Crazed Boy was one of my friends, heck who am I kidding? He was my only friend, still is – in that I carry the stone he gave me just before he went to ‘Nam and never came back. He turned me on to dirty music, black music my Gran called it, but we never listened to the elders – we just rocked and rolled until the sun came down and even then we’d light a fire on the beach and keep going sometimes until the morning.
When I think of that house, when I think of those years, I can still smell the ozone that drifted in off the sea and somehow kept me company. Everything smelled of the sea and you only really noticed that fact when you drifted into town and things started to smell of smoke.
Those were the electric years, the times when I felt that I had a million volts wired to my spine and I tell you what – I would give anything to feel that way again.
No one lived in the place for years afterwards. Some say it was haunted but I remember I drifted down that way one November, a couple of years later – it was easy to break in – and I saw that some of the Pastor’s blood sparkled on the walls. Even after all that time.

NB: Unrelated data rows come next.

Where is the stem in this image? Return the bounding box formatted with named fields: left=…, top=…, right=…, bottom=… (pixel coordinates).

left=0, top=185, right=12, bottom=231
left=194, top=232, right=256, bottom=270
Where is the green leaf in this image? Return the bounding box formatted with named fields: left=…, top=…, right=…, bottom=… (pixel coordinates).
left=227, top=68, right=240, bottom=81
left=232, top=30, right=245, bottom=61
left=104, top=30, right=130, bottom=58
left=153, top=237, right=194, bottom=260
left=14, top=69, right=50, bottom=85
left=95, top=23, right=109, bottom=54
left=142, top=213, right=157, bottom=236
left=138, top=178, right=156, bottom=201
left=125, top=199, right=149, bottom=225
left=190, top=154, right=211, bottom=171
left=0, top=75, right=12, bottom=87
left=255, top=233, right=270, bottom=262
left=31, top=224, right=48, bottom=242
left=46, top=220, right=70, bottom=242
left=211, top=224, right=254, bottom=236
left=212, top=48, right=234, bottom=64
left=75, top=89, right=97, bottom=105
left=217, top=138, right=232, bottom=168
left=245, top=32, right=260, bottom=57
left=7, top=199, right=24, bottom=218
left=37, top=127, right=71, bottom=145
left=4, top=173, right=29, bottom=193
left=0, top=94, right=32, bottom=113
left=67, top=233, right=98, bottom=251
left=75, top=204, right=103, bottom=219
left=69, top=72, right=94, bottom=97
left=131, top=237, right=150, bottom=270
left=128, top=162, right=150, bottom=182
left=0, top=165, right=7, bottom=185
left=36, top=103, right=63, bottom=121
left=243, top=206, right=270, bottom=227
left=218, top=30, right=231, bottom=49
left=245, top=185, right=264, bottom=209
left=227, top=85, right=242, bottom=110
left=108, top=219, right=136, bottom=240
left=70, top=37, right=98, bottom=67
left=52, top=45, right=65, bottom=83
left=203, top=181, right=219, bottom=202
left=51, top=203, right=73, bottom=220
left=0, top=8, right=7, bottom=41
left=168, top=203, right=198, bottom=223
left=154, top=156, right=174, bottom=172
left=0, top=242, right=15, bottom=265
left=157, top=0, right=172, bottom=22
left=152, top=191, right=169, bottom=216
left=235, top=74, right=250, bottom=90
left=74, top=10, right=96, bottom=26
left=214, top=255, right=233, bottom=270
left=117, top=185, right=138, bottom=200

Boy who would have thought that one head full of blood would have made such a mess? He put the gun under his chin and told me and my Ma that he thought God had given up on him and then he splattered his head right across the gramophone and our only two books: one of them ironically being the Bible.
Apparently he was now in a better place, when I asked was that Detroit, my Ma slapped me so hard that my head bounced off the wall and I wasn’t sure if the blood was mine or the Pastor’s. She apologized later but said I had a way of talkin’ that got folks crazy like. I wondered if maybe I had made the Pastor shoot himself in the head.
It wasn’t long after that things started to go wrong with the family. Like we had been cursed by the shooting. My Ma died of a weak heart – so the Doctor said. My father was jailed for robbing a drug store in Woko County. My brother and I were taken into care and then we were split up. I never did see my brother again. I have been told that he made it good in the oil down in Texas. I hope that’s true, I really do. So if you happen to walk down by the cove some empty sunny day, and you see the house, just keeping on walking. It ain’t healthy to stick around.